Creating implementation plans and instituting an implementation planning procedure makes the strategic rubber hit the road. However, many firms eschew establishing a process that produces a clear and well-defined roadmap for executing things. Essentially every internal project that produces recommendations for action should also include the creation of an implementation plan. Instead of an auxiliary, production of an action plan should be the expectation from the get-go.  

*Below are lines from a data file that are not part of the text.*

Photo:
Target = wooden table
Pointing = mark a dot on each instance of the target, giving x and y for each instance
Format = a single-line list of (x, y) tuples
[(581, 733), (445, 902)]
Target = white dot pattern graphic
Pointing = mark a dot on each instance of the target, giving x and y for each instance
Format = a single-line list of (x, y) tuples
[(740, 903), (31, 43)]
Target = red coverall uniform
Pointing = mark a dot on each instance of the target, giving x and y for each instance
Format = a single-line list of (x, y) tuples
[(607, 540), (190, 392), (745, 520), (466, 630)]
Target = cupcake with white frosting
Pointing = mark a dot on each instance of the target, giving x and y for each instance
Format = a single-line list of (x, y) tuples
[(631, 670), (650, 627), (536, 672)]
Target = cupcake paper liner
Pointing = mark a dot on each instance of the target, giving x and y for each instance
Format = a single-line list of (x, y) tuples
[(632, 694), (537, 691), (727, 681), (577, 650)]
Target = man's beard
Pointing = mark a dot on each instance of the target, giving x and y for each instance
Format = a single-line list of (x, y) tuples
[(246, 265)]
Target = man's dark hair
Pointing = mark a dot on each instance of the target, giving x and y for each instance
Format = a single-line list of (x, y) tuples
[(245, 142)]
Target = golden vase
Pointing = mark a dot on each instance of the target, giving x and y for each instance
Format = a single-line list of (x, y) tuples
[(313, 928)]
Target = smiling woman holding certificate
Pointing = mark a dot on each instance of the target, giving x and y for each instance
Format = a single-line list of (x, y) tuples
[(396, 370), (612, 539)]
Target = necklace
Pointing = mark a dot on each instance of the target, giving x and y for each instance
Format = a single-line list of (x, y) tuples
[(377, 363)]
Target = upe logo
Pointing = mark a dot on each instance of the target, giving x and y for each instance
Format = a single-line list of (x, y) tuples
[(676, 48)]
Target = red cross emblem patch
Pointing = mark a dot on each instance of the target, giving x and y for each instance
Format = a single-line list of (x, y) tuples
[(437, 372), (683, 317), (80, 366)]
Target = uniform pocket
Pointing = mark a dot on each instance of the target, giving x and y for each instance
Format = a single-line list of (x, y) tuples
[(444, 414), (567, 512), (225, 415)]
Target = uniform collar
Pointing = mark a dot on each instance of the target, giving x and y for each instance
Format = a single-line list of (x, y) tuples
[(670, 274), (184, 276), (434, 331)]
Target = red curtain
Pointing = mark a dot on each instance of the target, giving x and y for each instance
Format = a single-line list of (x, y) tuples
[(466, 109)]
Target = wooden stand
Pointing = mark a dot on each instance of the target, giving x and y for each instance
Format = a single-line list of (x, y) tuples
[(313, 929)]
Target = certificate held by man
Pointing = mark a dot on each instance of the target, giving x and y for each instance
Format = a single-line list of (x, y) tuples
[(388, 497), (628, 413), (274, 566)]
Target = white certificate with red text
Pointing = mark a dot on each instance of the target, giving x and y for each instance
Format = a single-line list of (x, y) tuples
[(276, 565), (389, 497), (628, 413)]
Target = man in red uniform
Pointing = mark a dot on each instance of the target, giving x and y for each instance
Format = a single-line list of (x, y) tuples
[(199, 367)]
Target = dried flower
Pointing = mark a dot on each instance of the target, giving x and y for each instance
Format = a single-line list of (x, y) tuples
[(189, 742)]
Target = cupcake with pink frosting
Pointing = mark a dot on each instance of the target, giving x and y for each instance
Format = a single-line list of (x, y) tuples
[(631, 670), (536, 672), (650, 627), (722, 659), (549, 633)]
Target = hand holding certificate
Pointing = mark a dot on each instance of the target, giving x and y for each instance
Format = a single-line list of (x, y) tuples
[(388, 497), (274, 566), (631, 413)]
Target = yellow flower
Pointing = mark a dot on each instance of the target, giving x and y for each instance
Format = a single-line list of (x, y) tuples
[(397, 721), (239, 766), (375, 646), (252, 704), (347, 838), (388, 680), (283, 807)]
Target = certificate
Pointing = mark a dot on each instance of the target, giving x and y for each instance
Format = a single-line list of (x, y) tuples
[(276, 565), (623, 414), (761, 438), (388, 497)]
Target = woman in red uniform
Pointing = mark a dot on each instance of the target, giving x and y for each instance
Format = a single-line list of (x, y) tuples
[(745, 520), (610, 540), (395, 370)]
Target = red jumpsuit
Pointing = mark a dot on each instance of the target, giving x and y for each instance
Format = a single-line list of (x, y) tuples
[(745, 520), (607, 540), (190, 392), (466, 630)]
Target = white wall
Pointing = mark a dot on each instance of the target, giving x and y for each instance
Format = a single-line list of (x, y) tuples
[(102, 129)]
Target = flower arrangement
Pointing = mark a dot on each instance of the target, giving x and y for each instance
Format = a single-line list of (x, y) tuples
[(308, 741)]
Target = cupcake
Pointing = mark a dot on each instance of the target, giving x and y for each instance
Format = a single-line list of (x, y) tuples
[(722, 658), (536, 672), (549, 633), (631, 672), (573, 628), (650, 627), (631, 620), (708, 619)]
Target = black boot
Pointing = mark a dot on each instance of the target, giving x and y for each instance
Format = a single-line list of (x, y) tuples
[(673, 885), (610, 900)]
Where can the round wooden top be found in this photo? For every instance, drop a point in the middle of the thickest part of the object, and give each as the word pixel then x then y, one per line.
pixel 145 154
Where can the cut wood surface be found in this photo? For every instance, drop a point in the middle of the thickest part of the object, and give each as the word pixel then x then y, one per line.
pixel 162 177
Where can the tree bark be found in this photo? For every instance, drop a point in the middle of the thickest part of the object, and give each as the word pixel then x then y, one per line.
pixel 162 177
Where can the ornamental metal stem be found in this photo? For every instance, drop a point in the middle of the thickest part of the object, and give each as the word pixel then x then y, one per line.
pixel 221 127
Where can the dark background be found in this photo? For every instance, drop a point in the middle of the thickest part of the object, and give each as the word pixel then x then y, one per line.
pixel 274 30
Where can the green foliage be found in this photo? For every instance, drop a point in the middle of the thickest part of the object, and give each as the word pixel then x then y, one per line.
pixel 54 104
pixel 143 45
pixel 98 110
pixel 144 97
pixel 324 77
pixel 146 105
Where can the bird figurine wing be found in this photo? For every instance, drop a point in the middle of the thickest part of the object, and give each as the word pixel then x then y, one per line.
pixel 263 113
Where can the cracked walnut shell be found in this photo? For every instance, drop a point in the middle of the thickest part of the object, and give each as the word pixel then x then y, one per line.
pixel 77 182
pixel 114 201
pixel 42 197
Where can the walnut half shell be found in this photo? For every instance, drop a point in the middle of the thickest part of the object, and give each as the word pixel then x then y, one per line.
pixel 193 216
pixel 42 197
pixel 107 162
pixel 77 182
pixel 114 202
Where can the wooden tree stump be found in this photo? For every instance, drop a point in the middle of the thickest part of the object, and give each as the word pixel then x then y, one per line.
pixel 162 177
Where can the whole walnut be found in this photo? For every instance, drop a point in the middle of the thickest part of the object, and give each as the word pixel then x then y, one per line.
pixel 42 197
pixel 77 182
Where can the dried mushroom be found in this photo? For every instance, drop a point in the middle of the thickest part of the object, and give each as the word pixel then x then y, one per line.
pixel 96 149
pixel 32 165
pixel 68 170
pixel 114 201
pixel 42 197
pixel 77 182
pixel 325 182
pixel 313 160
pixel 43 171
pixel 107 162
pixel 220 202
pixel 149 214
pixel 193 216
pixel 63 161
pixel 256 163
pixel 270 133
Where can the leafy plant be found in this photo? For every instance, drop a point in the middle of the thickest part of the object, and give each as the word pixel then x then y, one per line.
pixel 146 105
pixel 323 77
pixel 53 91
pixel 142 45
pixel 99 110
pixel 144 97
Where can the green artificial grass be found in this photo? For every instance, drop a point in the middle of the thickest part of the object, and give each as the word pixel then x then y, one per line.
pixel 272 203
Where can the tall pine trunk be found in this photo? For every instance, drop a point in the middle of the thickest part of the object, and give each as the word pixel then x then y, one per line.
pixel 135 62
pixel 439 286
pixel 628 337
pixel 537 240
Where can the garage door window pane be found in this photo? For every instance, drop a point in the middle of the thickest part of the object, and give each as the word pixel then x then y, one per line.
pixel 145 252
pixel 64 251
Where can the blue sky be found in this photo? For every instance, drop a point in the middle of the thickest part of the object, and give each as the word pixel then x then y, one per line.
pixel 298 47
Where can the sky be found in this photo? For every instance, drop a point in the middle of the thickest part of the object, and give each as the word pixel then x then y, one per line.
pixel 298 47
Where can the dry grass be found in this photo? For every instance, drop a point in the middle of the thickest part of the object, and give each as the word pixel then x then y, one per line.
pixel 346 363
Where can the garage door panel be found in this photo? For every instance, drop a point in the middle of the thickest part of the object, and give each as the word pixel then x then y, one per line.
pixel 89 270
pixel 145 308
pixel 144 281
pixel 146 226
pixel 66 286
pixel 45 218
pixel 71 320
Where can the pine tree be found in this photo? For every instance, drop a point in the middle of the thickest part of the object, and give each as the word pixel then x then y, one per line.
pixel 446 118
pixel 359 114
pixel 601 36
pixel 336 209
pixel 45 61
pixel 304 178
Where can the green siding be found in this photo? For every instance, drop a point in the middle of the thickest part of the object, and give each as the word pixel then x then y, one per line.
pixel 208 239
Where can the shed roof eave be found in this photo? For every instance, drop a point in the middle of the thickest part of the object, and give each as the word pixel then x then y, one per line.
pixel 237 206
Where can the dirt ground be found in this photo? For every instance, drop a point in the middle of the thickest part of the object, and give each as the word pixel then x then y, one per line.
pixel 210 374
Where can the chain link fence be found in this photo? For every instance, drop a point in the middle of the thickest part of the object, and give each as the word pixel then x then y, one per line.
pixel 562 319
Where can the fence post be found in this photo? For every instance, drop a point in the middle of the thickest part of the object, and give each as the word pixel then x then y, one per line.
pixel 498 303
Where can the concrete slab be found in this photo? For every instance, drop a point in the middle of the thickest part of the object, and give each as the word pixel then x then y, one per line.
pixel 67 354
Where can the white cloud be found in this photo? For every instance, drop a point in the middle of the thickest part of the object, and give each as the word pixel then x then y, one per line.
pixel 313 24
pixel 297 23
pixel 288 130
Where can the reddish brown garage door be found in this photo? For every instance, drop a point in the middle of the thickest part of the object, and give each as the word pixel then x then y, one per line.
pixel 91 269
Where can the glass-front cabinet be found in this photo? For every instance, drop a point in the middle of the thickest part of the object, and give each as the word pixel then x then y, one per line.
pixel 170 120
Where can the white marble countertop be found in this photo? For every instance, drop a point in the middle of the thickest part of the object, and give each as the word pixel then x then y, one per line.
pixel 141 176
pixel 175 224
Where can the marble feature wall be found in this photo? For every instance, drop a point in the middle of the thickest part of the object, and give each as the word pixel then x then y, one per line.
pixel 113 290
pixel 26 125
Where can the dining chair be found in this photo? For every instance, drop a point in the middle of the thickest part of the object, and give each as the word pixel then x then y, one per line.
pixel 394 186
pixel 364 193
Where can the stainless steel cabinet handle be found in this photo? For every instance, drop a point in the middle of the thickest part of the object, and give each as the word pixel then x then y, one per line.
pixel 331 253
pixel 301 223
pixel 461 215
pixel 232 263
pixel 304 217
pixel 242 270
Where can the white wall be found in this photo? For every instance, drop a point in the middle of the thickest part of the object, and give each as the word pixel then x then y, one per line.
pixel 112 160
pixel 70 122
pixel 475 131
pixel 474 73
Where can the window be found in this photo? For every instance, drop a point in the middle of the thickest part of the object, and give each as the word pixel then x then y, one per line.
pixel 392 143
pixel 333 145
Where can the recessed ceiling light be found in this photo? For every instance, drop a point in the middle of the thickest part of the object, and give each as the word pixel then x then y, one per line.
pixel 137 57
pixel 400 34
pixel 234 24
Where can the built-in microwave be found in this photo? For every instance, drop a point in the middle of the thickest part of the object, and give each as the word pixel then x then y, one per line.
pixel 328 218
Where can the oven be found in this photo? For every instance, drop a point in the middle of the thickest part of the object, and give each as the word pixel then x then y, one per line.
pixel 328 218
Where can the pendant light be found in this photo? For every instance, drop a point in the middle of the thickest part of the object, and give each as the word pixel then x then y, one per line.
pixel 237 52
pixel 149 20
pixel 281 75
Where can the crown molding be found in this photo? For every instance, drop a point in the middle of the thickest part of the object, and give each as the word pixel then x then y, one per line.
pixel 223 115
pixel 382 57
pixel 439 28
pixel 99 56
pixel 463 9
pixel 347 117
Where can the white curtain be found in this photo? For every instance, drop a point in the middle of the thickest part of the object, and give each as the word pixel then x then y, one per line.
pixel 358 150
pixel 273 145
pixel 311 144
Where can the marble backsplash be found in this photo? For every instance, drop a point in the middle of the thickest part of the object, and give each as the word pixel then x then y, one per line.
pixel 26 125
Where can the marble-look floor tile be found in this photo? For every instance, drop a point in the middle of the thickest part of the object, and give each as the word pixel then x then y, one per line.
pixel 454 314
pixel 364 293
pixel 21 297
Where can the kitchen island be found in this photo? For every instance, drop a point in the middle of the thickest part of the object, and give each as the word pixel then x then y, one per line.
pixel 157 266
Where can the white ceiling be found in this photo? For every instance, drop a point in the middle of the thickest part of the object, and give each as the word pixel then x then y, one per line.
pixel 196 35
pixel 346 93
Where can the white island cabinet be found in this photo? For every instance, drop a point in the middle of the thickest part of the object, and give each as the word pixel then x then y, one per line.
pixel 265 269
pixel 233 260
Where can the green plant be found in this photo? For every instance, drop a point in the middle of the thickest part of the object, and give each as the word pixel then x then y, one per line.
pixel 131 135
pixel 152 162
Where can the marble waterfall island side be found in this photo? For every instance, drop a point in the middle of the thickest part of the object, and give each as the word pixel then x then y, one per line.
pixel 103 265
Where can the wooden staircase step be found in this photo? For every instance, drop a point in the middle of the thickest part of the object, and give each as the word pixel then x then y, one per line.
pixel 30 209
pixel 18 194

As mentioned below, for each major strategic initiative and, more generally for all in-house projects, the implementation plan should contain: action steps, responsible person, timing, hurdles/issues that need to be tackled to achieve, and proceeds/costs stemming from the action steps. 

 

Plans and action steps   

Let’s say at the end of your strategizing, management has agreed to five initiatives, one being “Making a cross-firm effort to generate more business with Millennials, Gen X and Gen Y customers.” (Incidentally, this is a good idea considering those groups’ increased prominence.) For this and other initiatives, firms need to craft action steps, such as what explicit actions does the firm need to do to achieve this initiative that focuses on producing more business from this sector? This may require a combination of new products, marketing, employees, or other areas of emphasis. Expanding the initiative should force those involved to agree on what, and very importantly, how to achieve the key steps. 

 

Accountability  

As part of creating the necessary steps, firms need to establish who is responsible for executing each action. Preferably, management should designate one person instead of a committee to complete the actions; frankly, someone should be answerable and also receive the glory for completing a task, building a culture of accountability. 

 

Scheduling   

Normally, firms are tardy to complete assigned tasks. They need to prioritize and concur on a time frame that they will adhere to. Holding one person responsible for a task’s completion helps to reduce its completion time. And, while time frames may slip slightly (which is to be expected), committing to a time frame reduces slippage – and alibis for delays. 

Limitations  

Because someone is liable for finishing an action within a particular period, it is essential and fair that the plan specify any existing and/or foreseen constraints linked to the steps’ conclusion. For example, completing one step may entail the prior completion of another task or the employment of new staff or a vendor concluding a task. Apart from noting any constraints, the person responsible should also state what is being done to alleviate that issue. 

 

Proceeds/costs  

Each task will produce some potential revenue for the firm and/or require some type of investment or expense. Although it is usually easier to estimate costs than revenues, the plan should include both whenever applicable, providing management insight of the value of various tasks and their prioritization versus other prospects. Even though the numbers are estimated to some extent, having a range that can be subsequently adjusted helps as a threshold. 

However, a thorough implementation plan is insufficient. In addition, firms need to appoint someone as the key “Implementation General.” This person manages implementation and converses with senior management regarding any variations or issues that require top management intervention. One facet of that person’s job is to lead regular meetings in which all the key stakeholders participate and report on progress. This also includes senior management occasionally attending these meetings to confirm continued focus on achieving the objectives. 

Essentially, most financial firms are lousy at implementation. Those that believe they are good at it often suffer from fantasy or need to reconsider the benchmarks by which they are judging themselves. Today, more than ever, financial firms need to execute initiatives as quickly and economically as possible.